Assign oxidation number to the underlined elements in each of the following species:
$(a)$ $NaH_2\underline{P}O_4$
$(b)$ $NaH\underline{S}O_4$
$(c)$ $H_4\underline{P_2}O_7$
$(d)$ $K_2\underline{Mn}O_4$
$(e)$ $Ca\underline{O_2}$
$(f)$ $Na\underline{B}H_4$
$(g)$ $H_2\underline{S_2}O_7$
$(h)$ $KAl(\underline{S}O_4)_2 \cdot 12H_2O$

(N/A) $NaH_2\underline{P}O_4$: Let oxidation number of $P$ be $x$. $1(+1) + 2(+1) + x + 4(-2) = 0$ $\Rightarrow 3 + x - 8 = 0$ $\Rightarrow x = +5$.
$(b)$ $NaH\underline{S}O_4$: Let oxidation number of $S$ be $x$. $1(+1) + 1(+1) + x + 4(-2) = 0$ $\Rightarrow 2 + x - 8 = 0$ $\Rightarrow x = +6$.
$(c)$ $H_4\underline{P_2}O_7$: Let oxidation number of $P$ be $x$. $4(+1) + 2x + 7(-2) = 0$ $\Rightarrow 4 + 2x - 14 = 0$ $\Rightarrow 2x = 10$ $\Rightarrow x = +5$.
$(d)$ $K_2\underline{Mn}O_4$: Let oxidation number of $Mn$ be $x$. $2(+1) + x + 4(-2) = 0$ $\Rightarrow 2 + x - 8 = 0$ $\Rightarrow x = +6$.
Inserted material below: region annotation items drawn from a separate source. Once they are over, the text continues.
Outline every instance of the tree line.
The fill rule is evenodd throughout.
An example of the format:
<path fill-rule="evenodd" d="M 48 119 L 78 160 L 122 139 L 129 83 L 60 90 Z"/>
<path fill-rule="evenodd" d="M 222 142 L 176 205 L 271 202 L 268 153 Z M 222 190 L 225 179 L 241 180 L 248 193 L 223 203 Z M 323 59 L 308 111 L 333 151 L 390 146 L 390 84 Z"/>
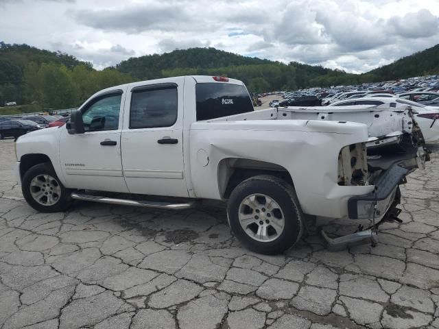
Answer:
<path fill-rule="evenodd" d="M 249 91 L 292 90 L 360 84 L 439 73 L 439 45 L 364 74 L 321 66 L 284 64 L 215 49 L 192 48 L 132 58 L 96 71 L 91 63 L 60 51 L 0 42 L 0 106 L 5 101 L 33 108 L 80 106 L 95 92 L 134 81 L 186 75 L 224 75 L 244 82 Z"/>
<path fill-rule="evenodd" d="M 0 106 L 14 101 L 36 110 L 77 107 L 101 89 L 133 81 L 129 73 L 96 71 L 59 51 L 0 42 Z"/>

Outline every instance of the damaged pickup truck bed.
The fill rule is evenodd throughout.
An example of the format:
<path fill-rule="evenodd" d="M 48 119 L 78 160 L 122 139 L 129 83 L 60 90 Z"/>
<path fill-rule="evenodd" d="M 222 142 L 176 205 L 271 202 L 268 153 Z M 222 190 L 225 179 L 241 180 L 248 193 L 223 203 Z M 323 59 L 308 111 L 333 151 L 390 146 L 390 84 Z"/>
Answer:
<path fill-rule="evenodd" d="M 379 223 L 397 215 L 399 185 L 425 160 L 414 121 L 383 138 L 361 120 L 294 113 L 254 111 L 244 84 L 223 77 L 118 86 L 93 95 L 65 126 L 20 137 L 17 175 L 27 202 L 43 212 L 72 199 L 174 210 L 226 200 L 235 235 L 263 254 L 294 245 L 310 216 Z M 379 149 L 416 151 L 374 164 L 388 153 L 372 153 L 383 140 Z M 368 238 L 376 228 L 328 241 Z"/>

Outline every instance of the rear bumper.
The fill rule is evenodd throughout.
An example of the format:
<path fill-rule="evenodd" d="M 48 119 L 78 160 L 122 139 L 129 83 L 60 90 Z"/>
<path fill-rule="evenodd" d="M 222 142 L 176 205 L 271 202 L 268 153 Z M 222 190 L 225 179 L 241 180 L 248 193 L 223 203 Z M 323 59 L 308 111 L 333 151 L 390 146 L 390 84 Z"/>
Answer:
<path fill-rule="evenodd" d="M 377 180 L 370 193 L 352 197 L 348 201 L 348 216 L 351 219 L 380 220 L 384 217 L 397 195 L 396 190 L 409 170 L 394 164 Z"/>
$(e)$ $Ca\underline{O_2}$: Let oxidation number of $O$ be $x$. $1(+2) + 2x = 0$ $\Rightarrow 2 + 2x = 0$ $\Rightarrow x = -1$.
$(f)$ $Na\underline{B}H_4$: Let oxidation number of $B$ be $x$. $1(+1) + x + 4(-1) = 0$ $\Rightarrow 1 + x - 4 = 0$ $\Rightarrow x = +3$.
$(g)$ $H_2\underline{S_2}O_7$: Let oxidation number of $S$ be $x$. $2(+1) + 2x + 7(-2) = 0$ $\Rightarrow 2 + 2x - 14 = 0$ $\Rightarrow 2x = 12$ $\Rightarrow x = +6$.
$(h)$ $KAl(\underline{S}O_4)_2 \cdot 12H_2O$: Let oxidation number of $S$ be $x$. Ignoring neutral $12H_2O$,$1(+1) + 1(+3) + 2(x + 4(-2)) = 0$ $\Rightarrow 4 + 2x - 16 = 0$ $\Rightarrow 2x = 12$ $\Rightarrow x = +6$.